The rights of the pedestrian are ignored, which has made walking virtually impossible.
Violations abound on the Masi Streets, the North Veli Street, and the stretch starting from Setupati High School to the railway station and Town Hall Road Junction. These are spots where most of the commercial establishment owners on the street use the pavement to park their own vehicles in connivance with the traffic authorities, said a footpath vendor.
On the Vakkil New Street, the footpath has turned into an extended space for most licensed fruit shops, with no consideration for the pedestrian or any concern for the law.
The obstructions force the pedestrians to walk on the road rather than the pavement.
It is significant that the people of the lower economic strata form the bulk of those who must walk to reach their sources of livelihood. Pavement encroachers actually affect the mobility of the poor.
A mobile phone store owner on North Veli Street said the shopping complex, despite charging huge sums as rent, has not provided space for parking. So store owners have no choice but to park on the footpath.
What the rules say
Under the Road Regulation Act, 1989, certain obligations are imposed on the driver of a motorized vehicle with respect to the pedestrian. Rule 11 prohibits driving on the footpath or the cycle lane and Rule 15 says no driver shall park a motor vehicle near a traffic light, on a pedestrian crossing or a footpath.
Though mobile hawkers and street vendors occupy the footpath at popular shopping spots in the city, such as Vilakkuthoon, Pathuthoon, Masi Streets and Town Hall Road, an element of the right to livelihood exists in their case. Many of them are wholly dependent on hawking as a means of livelihood.
Urban life for these working class people is somewhat of a struggle as these hawkers stand in the street all day long, and have to stay alert to the police and rebuild their stalls every time they are demolished.
In the famous Sodan Singh case- 1989 (4) SCC 155 on Hawkers, the Supreme Court had observed that “…If the circumstances are appropriate and a small trader can do some business for personal gain on the pavement to the advantage of the general public and without any discomfort or annoyance to others, there can be no objection. Hawkers cannot be permitted to squat on every road. Factors like the width of the road, security etc. have to be considered.”
A study done in 2009 on ‘Traffic and Transportation Policies and Strategies in Urban Areas’ by Wilbur Smith Associates for the Union Ministry of Urban Development, calculated the walkability index for 30 urban cities in India. The assessment was based on factors such as availability of pavements on arterial roads, obstructions present in the path of the pedestrian, overall facility rating by the pedestrian. Madurai scored a walkability index of 0.40, way below the national average of 0.52 and was listed 17.

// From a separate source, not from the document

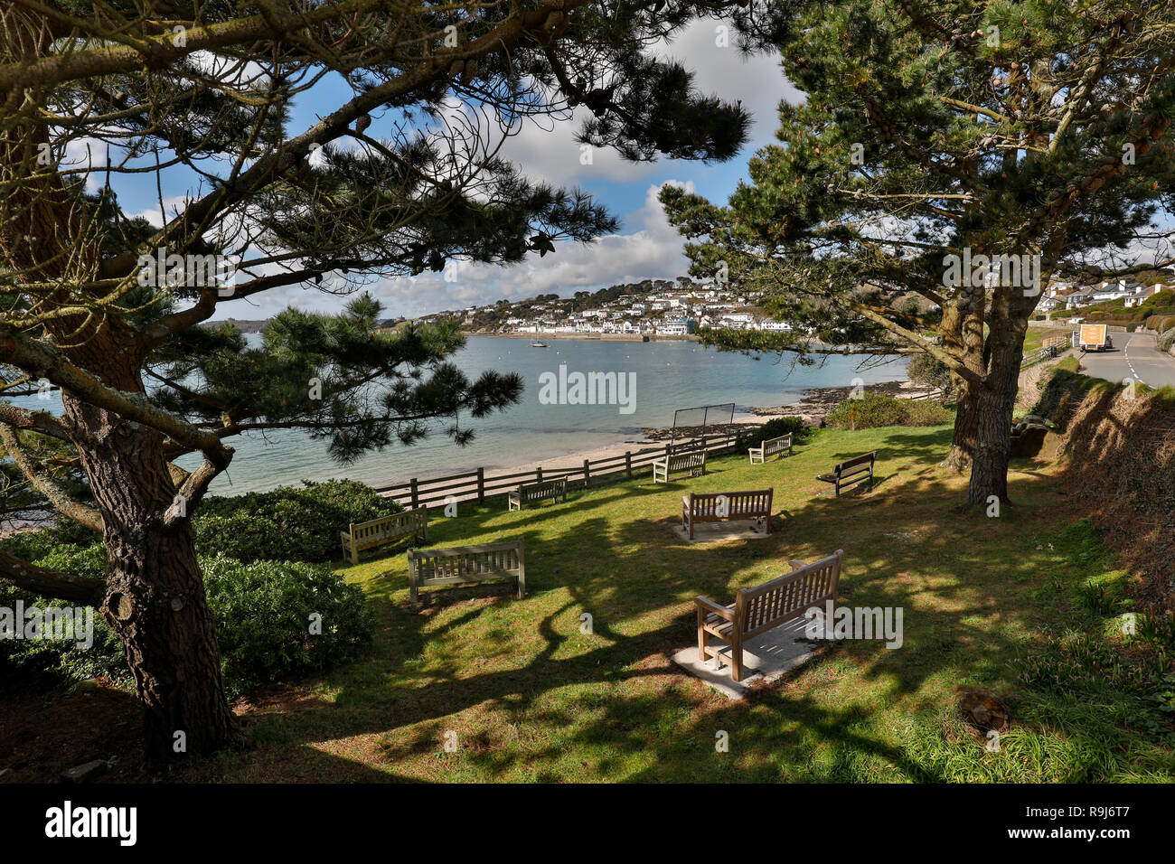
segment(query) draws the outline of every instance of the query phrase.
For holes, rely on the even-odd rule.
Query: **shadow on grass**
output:
[[[927,480],[932,466],[918,464],[941,456],[949,430],[931,436],[932,444],[926,437],[894,431],[885,438],[901,448],[901,462],[920,470],[887,474],[880,491],[818,497],[784,510],[783,530],[751,543],[678,540],[677,496],[665,494],[679,490],[663,485],[610,485],[580,501],[505,517],[489,504],[466,510],[439,523],[436,544],[461,544],[486,531],[523,537],[529,596],[415,614],[397,602],[402,572],[369,580],[384,624],[372,659],[333,676],[331,703],[263,718],[260,734],[283,752],[376,735],[380,762],[394,764],[424,755],[456,759],[443,744],[461,728],[465,762],[438,769],[438,779],[518,770],[535,779],[573,779],[573,754],[589,756],[583,770],[592,779],[864,779],[878,765],[895,779],[942,779],[887,742],[872,717],[899,701],[909,716],[941,710],[942,685],[934,682],[1005,678],[1034,614],[1023,601],[1039,588],[1039,562],[1015,549],[1035,542],[1040,520],[951,510],[958,484]],[[1050,478],[1016,480],[1022,513],[1050,515]],[[667,515],[642,513],[658,495]],[[636,511],[610,518],[607,510],[622,504]],[[573,524],[559,522],[552,536],[549,523],[559,520]],[[737,589],[786,571],[788,558],[812,561],[838,548],[846,552],[842,603],[902,608],[900,649],[838,643],[799,670],[794,684],[778,683],[746,703],[713,696],[669,662],[673,650],[694,644],[693,596],[727,602]],[[582,612],[593,622],[586,637],[575,623]],[[576,639],[586,643],[584,650],[564,656]],[[465,656],[470,649],[486,656]],[[504,667],[482,671],[503,657]],[[466,711],[491,711],[492,719],[466,729],[458,717]],[[741,757],[723,761],[714,752],[719,731],[728,732],[731,755]]]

Overcrowding by pedestrians, cyclists and street vendors on the road shoulders create safety problems, since they often spill over to the road itself.
Muthupandian, a fruit seller on the Vakil New Street, maintained that newspapers had no other job but to make a big issue out of encroachment on the footpath.
The Municipal Corporation, which has the duty to ensure that the pavements do not have obstructions which hinder pedestrians, is callous to the situation and passes the buck to the other arms of government.